Bishop RC Hugh Nelson says the church has grown because of its role for the community is more than spirituality.
"There's a spiritual component of course, but beyond that it's about the welfare of the community," Nelson said.
When the church initially moved to their space in East Flatbush, it took a leap of faith because the congregation wasn't yet big enough to fill the building. But now that they've grown, they're ready to take a new leap for the future.
"We felt that we needed to go to the next level and that was to address some of the existential needs of the city and so affordable housing was on the major priority list," said Nelson.
So Nelson and the church joined a partnership to make the dream a reality.
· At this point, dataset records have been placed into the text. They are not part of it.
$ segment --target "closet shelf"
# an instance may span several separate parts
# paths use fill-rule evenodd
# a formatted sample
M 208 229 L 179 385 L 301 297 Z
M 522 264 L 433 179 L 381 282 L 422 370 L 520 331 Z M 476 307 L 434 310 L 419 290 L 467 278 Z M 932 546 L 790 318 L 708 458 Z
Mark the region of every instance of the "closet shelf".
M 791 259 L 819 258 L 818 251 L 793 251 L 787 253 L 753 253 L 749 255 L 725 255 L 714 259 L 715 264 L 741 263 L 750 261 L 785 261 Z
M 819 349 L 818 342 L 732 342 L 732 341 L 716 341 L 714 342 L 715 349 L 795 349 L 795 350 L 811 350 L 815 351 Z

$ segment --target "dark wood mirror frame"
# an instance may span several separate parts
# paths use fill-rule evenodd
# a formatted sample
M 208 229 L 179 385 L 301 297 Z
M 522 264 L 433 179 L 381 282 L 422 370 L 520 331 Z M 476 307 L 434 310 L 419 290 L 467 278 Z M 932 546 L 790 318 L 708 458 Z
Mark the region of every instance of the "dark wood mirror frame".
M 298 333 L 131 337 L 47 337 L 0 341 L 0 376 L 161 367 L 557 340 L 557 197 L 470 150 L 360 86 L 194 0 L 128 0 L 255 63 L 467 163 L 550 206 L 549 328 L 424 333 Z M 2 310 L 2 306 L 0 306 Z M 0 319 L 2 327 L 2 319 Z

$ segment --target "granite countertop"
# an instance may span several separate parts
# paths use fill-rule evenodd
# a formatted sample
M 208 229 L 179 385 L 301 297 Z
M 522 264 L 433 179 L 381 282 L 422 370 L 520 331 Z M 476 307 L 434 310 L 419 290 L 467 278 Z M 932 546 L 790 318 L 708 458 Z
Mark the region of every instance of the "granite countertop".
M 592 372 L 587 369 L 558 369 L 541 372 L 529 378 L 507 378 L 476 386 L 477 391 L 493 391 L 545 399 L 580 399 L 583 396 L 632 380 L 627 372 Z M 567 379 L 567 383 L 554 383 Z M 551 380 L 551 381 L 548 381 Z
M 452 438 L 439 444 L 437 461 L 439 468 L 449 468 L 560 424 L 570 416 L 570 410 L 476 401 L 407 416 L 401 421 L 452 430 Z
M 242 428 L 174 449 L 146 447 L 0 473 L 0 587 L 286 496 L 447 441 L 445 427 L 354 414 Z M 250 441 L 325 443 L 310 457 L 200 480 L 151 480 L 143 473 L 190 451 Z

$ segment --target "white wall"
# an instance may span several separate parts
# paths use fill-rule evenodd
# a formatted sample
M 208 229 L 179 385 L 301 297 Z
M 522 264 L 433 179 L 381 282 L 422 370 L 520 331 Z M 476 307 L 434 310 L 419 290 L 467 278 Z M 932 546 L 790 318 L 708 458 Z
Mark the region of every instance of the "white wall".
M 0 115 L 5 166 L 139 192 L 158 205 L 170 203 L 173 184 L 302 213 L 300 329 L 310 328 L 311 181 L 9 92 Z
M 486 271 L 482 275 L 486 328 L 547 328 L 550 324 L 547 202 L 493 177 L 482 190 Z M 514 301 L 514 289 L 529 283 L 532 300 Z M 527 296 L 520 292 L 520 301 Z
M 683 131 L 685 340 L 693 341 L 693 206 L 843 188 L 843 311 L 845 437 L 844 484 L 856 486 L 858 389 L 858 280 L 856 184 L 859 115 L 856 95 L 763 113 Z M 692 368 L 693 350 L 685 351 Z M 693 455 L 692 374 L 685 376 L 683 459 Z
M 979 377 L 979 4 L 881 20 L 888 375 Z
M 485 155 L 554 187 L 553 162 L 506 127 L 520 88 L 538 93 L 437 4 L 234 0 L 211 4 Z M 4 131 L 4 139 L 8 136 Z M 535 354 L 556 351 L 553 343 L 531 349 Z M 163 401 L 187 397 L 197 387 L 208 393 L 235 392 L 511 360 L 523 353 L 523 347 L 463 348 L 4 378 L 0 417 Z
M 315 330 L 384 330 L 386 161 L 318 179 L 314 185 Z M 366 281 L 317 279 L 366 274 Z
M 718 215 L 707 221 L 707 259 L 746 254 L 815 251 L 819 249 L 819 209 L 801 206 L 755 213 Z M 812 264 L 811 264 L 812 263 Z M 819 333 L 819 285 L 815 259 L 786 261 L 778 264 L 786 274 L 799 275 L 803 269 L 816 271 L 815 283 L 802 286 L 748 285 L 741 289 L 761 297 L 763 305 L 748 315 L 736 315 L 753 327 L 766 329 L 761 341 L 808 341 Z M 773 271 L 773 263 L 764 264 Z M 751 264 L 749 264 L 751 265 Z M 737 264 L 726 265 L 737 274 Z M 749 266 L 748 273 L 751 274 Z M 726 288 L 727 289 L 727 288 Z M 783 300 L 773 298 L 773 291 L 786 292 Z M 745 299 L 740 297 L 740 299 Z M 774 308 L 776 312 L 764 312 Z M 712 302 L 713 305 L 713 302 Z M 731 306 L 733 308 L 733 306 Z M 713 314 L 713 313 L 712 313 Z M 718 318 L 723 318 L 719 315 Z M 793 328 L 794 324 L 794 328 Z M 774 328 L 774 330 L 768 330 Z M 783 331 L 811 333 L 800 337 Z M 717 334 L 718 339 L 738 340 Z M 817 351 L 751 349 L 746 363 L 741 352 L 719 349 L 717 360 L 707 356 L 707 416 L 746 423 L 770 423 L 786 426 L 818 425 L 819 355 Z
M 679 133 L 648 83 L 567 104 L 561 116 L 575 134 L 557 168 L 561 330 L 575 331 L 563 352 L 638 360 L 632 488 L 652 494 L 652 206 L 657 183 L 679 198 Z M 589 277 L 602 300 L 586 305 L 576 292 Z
After purchasing two city blocks in Brownsville, the group broke ground on Ebenezer Plaza. The new development will include 40,000 square feet for the church and more than 500 units of affordable housing.
"I think this is a tremendous project," said Ericka Keller, a member of Ebenezer Plaza Owners. "The fact that a church had two city blocks and they were willing to not only advance their own mission of a larger community facility where they could provide services but include affordable housing under the Mayor's housing initiative, I think is phenomenal."
Osei Rubie works at National Standard Abstract which specializes in helping faith-based developments. He says more and more religious organizations are getting into the real estate game.
"This trend is growing in such abundance because of the fact that churches like the Church of God in East Flatbush have these properties and parcels and are able to capitalize on it by monetizing it and providing affordable housing," Rubie said
The plans also call for 25,000 square feet of retail space. Since all church owned developments are considered public property, the entire plan had to be approved by the attorney general.
The project is scheduled for completion in 2020, but Nelson says seeing the progress has only strengthened his faith.
"It's a joy to see how far we've come," he said.